Theater hintenlinks Der kleine Prinz ganz anders

Peter Gutowski befasst sich in seiner einfühlsamen Inszenierung mit der Absturz-Erfahrung des Piloten Antione de Saint-Exupéry.

Theater hintenlinks: Der kleine Prinz ganz anders
Foto: Andreas Bischof

Krefeld. Als die ersten Zuschauer das Theater hintenlinks betreten, hat das Schauspiel schon begonnen. Eine grau gekleidete Person liegt scheinbar schlafend auf einem grauen Lager und als Hintergrund zieht sich vom Bühnenboden eine große hellgraue Stoffbahn in die Höhe. Wer dort liegen soll, ist noch nicht zu erkennen: Die Titelfigur, der kleine Prinz, vermutlich nicht, welche Beziehung diese Person zum zweiten Teil des Schauspiels, zu „Durst“ haben könnte, ebenso wenig.

Langsame leise Klänge eines Akkordeons (gespielt von Ruslan Maximovski) sind zu hören. Diese Stille, die die Aufmerksamkeit des Publikums auf sich gezogen hat, wird jäh durch das penetrante Klingeln eines Weckers unterbrochen. Dann schallen Stimmen und Straßenlärm durch den Raum und die Person geht dabei im Zeitlupentempo auf der Stelle.

„Ich verstehe die Welt nicht mehr“, sagt sie, der Weg sei ihr ein Rätsel und sie gesteht: „Ich wollte ein Pilot sein.“ Dann schlüpft Anuschka Gutowski aus der Rolle eines nicht weiter bestimmten Mannes in die eines Piloten. Damit wird nun deutlich, dass das Spiel bei dem begeisterten Flieger Antoine de Saint-Exupéry (1990—1944) angekommen ist.

Die Schauspielerin zieht mit ihrer Schilderung eines Flugs, der in einer Notlandung in der Wüste endet, die Zuschauer in ihren Bann. Der Pilot und der Bordmonteur überstehen die Notlandung zwar unversehrt, müssen aber doch schnell feststellen, dass sie wegen Wassermangels in großer Gefahr sind.

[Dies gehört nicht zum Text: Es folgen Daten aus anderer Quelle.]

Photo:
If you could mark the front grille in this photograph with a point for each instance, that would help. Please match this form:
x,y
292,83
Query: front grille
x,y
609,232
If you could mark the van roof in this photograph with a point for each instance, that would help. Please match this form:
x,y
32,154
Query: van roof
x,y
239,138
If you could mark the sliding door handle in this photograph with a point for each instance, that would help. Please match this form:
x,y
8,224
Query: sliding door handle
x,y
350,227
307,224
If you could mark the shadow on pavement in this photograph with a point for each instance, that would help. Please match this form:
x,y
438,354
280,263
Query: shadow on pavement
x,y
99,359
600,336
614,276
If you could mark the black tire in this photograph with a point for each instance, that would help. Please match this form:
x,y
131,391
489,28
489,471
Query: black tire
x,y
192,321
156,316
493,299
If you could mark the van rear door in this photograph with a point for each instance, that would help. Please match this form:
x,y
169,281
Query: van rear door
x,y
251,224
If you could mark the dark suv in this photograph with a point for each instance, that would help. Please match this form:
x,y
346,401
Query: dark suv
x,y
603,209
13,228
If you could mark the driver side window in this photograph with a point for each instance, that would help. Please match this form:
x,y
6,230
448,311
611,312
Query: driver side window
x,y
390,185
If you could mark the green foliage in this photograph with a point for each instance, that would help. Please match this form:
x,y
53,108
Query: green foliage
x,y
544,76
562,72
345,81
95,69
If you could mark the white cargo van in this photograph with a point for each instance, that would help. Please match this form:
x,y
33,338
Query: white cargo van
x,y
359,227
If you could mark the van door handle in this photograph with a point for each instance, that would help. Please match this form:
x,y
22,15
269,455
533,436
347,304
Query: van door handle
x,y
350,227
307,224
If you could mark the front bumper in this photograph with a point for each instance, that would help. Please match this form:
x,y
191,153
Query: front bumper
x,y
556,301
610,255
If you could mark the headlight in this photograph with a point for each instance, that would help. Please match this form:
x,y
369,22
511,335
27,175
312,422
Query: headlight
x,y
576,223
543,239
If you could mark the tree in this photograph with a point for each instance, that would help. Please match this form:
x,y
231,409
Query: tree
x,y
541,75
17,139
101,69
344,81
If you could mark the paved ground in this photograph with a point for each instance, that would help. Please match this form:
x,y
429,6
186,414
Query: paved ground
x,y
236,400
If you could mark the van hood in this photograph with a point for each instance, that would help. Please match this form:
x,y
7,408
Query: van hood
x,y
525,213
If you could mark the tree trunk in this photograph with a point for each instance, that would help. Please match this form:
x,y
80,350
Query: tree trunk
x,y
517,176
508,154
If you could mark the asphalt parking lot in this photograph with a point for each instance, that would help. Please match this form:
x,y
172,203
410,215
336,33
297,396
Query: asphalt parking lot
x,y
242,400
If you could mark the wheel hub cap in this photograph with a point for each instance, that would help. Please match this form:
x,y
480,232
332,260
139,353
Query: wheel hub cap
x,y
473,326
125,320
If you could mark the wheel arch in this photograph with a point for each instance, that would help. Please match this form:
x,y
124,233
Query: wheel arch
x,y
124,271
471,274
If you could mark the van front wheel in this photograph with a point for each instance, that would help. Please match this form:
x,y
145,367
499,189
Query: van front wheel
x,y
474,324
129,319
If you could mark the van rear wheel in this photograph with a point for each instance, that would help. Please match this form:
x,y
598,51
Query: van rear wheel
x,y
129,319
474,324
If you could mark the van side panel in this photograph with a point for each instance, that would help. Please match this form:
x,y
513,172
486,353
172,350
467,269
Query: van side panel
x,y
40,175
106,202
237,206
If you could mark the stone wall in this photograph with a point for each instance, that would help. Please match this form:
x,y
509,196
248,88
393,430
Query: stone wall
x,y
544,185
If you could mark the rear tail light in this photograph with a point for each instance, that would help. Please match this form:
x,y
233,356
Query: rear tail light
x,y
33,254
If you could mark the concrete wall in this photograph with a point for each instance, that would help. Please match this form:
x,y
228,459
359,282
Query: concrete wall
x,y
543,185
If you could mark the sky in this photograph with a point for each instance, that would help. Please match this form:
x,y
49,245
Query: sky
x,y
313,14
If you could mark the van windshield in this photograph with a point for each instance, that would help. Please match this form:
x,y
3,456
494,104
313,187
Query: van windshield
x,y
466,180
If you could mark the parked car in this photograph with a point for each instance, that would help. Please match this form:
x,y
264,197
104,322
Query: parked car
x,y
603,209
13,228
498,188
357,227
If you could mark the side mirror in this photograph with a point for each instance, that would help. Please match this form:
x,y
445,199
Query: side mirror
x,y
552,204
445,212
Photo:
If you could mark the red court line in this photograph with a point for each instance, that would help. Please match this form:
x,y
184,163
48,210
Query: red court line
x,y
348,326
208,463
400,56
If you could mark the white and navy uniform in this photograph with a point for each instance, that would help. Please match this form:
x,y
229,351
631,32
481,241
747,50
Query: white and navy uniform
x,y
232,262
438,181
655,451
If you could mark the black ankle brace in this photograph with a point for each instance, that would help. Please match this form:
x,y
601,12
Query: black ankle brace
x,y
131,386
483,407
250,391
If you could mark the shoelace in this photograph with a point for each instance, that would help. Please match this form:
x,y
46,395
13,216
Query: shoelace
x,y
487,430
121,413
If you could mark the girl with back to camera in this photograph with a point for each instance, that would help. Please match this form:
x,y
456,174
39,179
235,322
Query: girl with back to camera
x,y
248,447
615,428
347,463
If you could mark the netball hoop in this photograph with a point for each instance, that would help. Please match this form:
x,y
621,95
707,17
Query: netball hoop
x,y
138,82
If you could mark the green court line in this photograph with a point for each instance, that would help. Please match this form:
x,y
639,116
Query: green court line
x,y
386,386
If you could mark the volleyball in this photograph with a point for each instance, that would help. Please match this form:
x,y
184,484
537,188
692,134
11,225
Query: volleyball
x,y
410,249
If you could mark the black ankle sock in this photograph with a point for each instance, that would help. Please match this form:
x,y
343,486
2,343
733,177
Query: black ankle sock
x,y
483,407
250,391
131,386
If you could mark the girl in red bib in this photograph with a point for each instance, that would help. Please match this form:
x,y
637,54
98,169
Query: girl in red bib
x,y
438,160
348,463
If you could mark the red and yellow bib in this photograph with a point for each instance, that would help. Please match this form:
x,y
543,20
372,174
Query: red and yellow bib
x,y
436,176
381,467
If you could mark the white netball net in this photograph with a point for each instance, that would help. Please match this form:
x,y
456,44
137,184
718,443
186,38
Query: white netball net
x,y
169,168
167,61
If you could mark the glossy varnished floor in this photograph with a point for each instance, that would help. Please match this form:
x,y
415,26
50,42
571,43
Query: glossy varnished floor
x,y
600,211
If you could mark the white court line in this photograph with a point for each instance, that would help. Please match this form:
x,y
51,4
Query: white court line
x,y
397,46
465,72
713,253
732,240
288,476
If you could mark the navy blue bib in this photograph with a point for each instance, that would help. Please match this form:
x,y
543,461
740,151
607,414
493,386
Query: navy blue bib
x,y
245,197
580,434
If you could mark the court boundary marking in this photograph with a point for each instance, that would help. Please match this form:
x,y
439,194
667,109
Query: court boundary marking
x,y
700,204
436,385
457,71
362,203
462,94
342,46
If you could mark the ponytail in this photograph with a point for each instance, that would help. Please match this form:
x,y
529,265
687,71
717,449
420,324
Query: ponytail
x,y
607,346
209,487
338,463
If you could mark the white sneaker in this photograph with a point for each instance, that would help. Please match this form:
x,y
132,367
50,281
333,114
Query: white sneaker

Als Saint-Exupéry das Kapitel Durst in seinem 1939 veröffentlichten Roman Terre des Hommes (in der deutschen Übersetzung: Wind, Sand und Sterne“) schrieb, hatte er diese Erfahrungen 1935 in der Wüste 200 Kilometer westlich von Kairo selber gemacht. Die Textfassung des Schauspiels, die Regisseur Peter Gutowski verfasst hat, basiert somit auf authentischen Schilderungen. Seine Frau setzt diese in leisen Tönen einfühlsam wie überzeugend um.

Die Gedanken, die einen Menschen in dieser Situation durch den Kopf gehen, die Versuche, seine heikle Lage in der Wüste zu überstehen, zum Beispiel mit der Suche nach Wasser, der Beobachtung der Natur — fantastisch, wie Anuschka Gutowski den Spuren eines Wüstenfuchses folgt und daraus ihre Schlüsse zieht.

Ihr Spiel, ihre Selbst- und Zwiegespräche können im Betrachter anschauliches „Kopf-Kino“ auslösen. Auch in ihrer dritten Rolle als der berühmte kleine Prinz verstärkt sie dieses Erlebnis noch. Man wird motiviert, die beiden Werke, die dieser Aufführung zugrunde liegen, noch einmal in die Hand zu nehmen und sich in aller Ruhe mit den Ansichten und der Lebensphilosophie von Saint-Exupéry zu beschäftigen. Das Theater hintenlinks bietet diese Aufführung auch für Schulklassen ab Sekundarstufe eins an.